As Wilson notes, there are other apps Out There in the same space as Replika, and millions of people are trying them out and sometimes using them regularly. This strikes me as a trend potentially as important as "social media" — maybe even more important — and it's puzzling that there isn't more discussion of it.

Update — A diverse array of general-audience AI chatbots can be found at character.ai

 



8 Comments »

  1. AntC said,

    April 20, 2024 @ 3:31 pm

    it's puzzling that there isn't more discussion of it.

    All the possible discussion angles came up with ELIZA, didn't they? What's new to say?

    Is yelling into Xwitter or posting yourself on TikTok different emotionally from 'talking' to Newfriend? They seem to provide endless opportunities to "vent without guilt" or indeed without any self-awareness. (The AntC chatbot on LanguageLog gets plenty of interaction. The "dating possibilities" not so much, I suppose.)

  2. Seth said,

    April 20, 2024 @ 3:40 pm

    I think the answer as to why there isn't more discussion of it, is that these stories are more about the writer reflecting an inchoate social anxiety, rather than a real trend. They're closer (not exact, but nearer) to Urban Legends than trends. It's vaguely like all the scares about strangers abducting children. It's not utterly impossible, it can happen, but it's very very rare – far far less common than media reports often lead people to believe. When such stories come around, it's more about people's fear of dangers to their children than any actual trend in child abductions.

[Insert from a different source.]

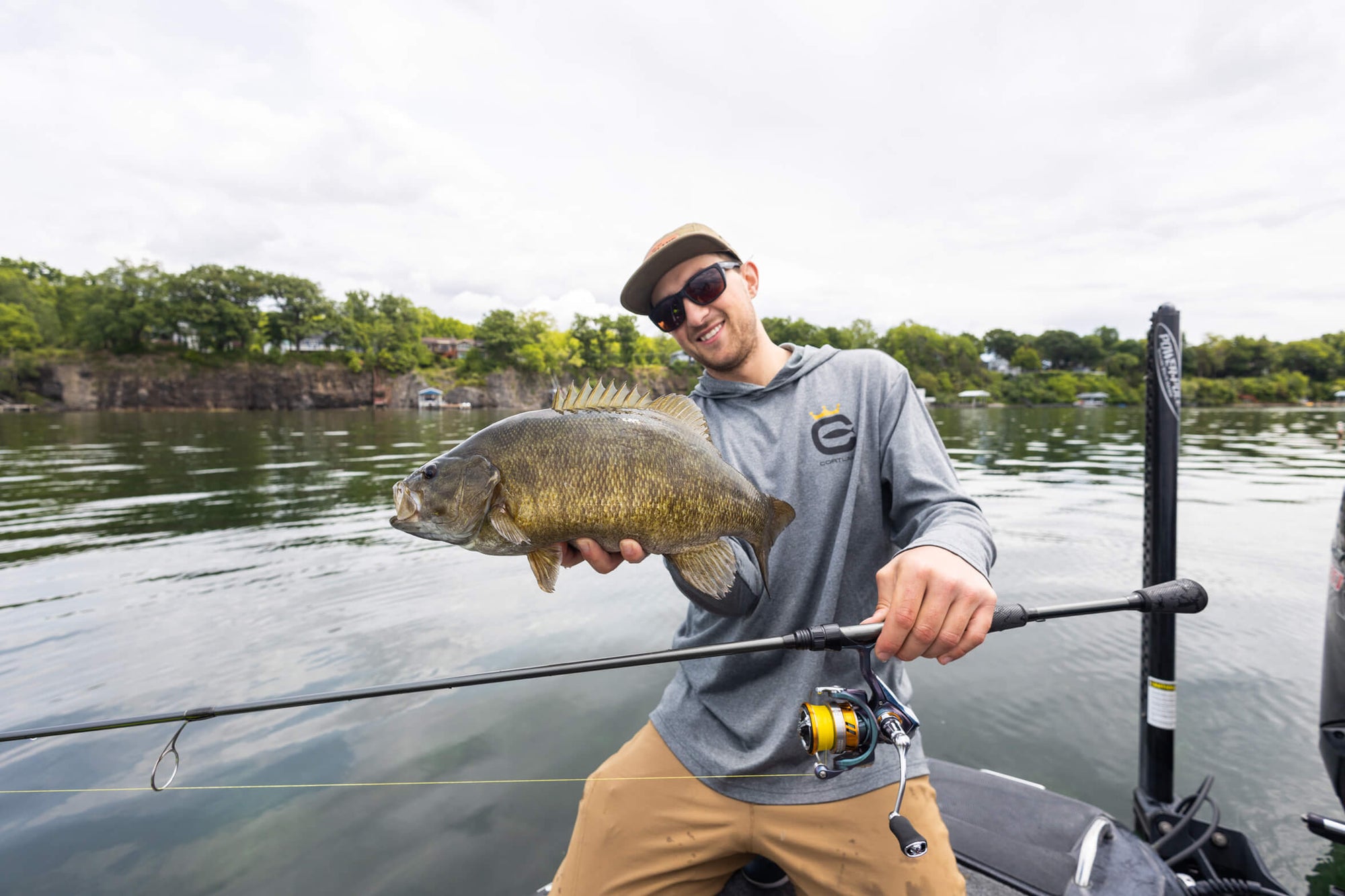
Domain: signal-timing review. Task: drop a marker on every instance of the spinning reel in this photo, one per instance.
(844, 729)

    Be extremely skeptical of hype like "more than a hundred million times". You have no idea if that number is anything other than a complete fabrication, or comes from a meaningless statistic.

    A simple way to see that this is nonsense is as follows: Pornography on the Internet was profitable almost from day one, and notorious for being one of the few types of content for which people would pay. I don't think there's ever been a profitable company based on bot-relationships in all of Internet history (yes, maybe now is the time, but this is a good sanity-check against the scare-punditry).

  3. Yuval said,

    April 21, 2024 @ 3:13 am

    it's puzzling that there isn't more discussion of it.

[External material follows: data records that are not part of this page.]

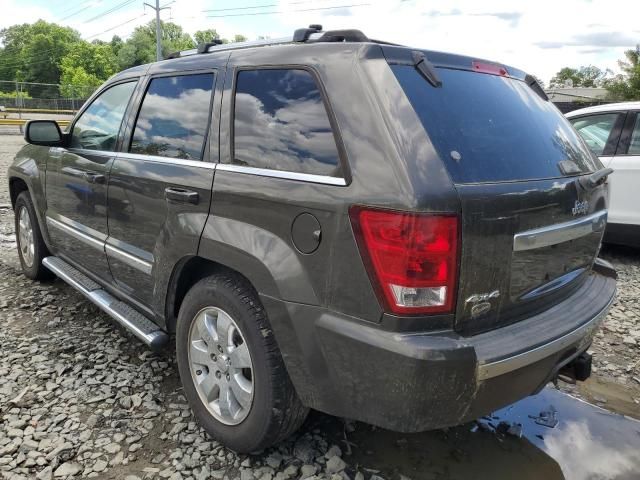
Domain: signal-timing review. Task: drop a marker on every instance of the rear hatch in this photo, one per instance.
(530, 231)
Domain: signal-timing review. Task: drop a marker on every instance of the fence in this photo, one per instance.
(21, 101)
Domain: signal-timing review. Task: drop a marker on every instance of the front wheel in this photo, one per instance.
(31, 246)
(231, 368)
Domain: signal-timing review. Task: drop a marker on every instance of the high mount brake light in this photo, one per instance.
(412, 258)
(490, 68)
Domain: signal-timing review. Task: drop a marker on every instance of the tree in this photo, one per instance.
(626, 86)
(204, 36)
(589, 76)
(86, 67)
(34, 52)
(140, 48)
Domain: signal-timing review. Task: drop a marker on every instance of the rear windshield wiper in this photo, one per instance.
(597, 178)
(426, 68)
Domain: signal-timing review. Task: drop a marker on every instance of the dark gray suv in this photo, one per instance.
(398, 236)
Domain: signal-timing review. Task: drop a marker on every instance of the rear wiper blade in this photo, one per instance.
(426, 68)
(597, 178)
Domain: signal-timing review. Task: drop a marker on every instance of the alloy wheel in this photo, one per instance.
(221, 366)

    Ok, but there was a whole Hollywood movie about it over a decade ago?

  4. Seth said,

    April 21, 2024 @ 6:38 pm

    @Yuval – the topic goes back to at least the classic SF short story "Helen O'Loy", in 1938!

  5. KeithB said,

    April 22, 2024 @ 8:11 am

    We are getting close to the world of Thomas the Tank Engine where we have to talk to our machines like a moody preschooler.

  6. Philip Taylor said,

    April 25, 2024 @ 9:05 am

    Just to clarify (and specifically for those of us unfamiliar with Th. the T. E., when you say "like a moody pre[-]schooler", Keith, do you mean "as if one were a moody pre-schooler" or "as if one were speaking to a moody pre-schooler" ? The former is implied by the construction, but the latter seems a more probable interpretation.

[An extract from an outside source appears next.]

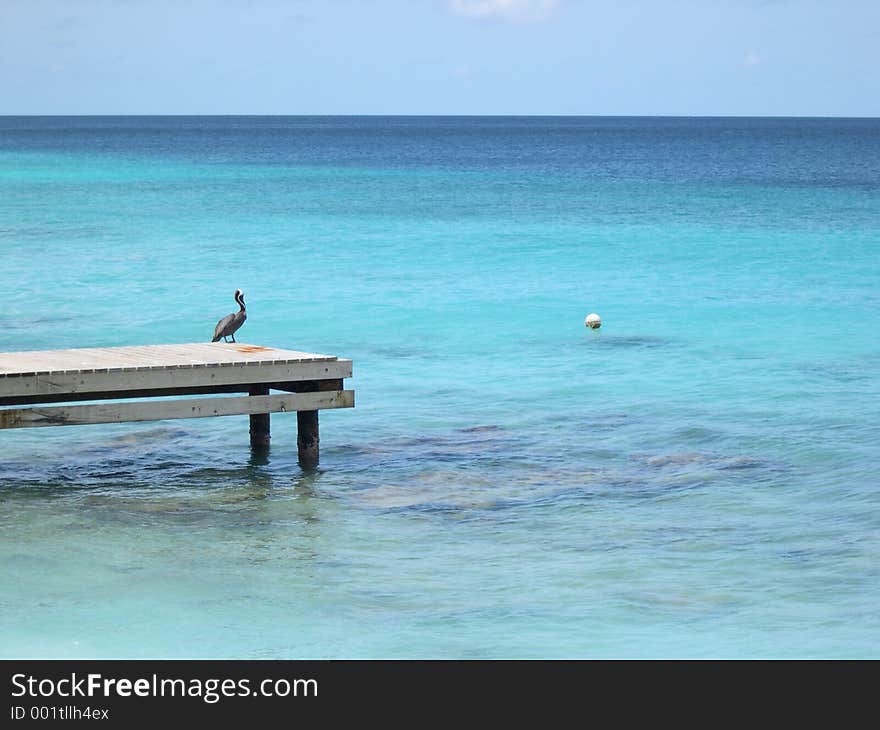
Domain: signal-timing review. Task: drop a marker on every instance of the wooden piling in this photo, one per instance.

  7. David Marjanović said,

    April 25, 2024 @ 4:39 pm

    It's the latter, and I'm actually surprised you're unfamiliar with Th. the T. E. because, as far as I understand, you were part of its target audience…

  8. Philip Taylor said,

    April 26, 2024 @ 3:36 am

    David — Until I researched Th. the T. E. as a result of your comment above, I was completely unaware that there had ever been books of that name. I knew of the television series, but it was (or so I understand) aimed at children while I was already an adult when it first appeared (1984). My parents did have quite a good library, and encouraged me to read from a very early age (I still have treasured copies of hardback Coral Island and similar birthday/Christmas gifts) but for whatever reason Th. the T. E. was neither in their collection nor in mine.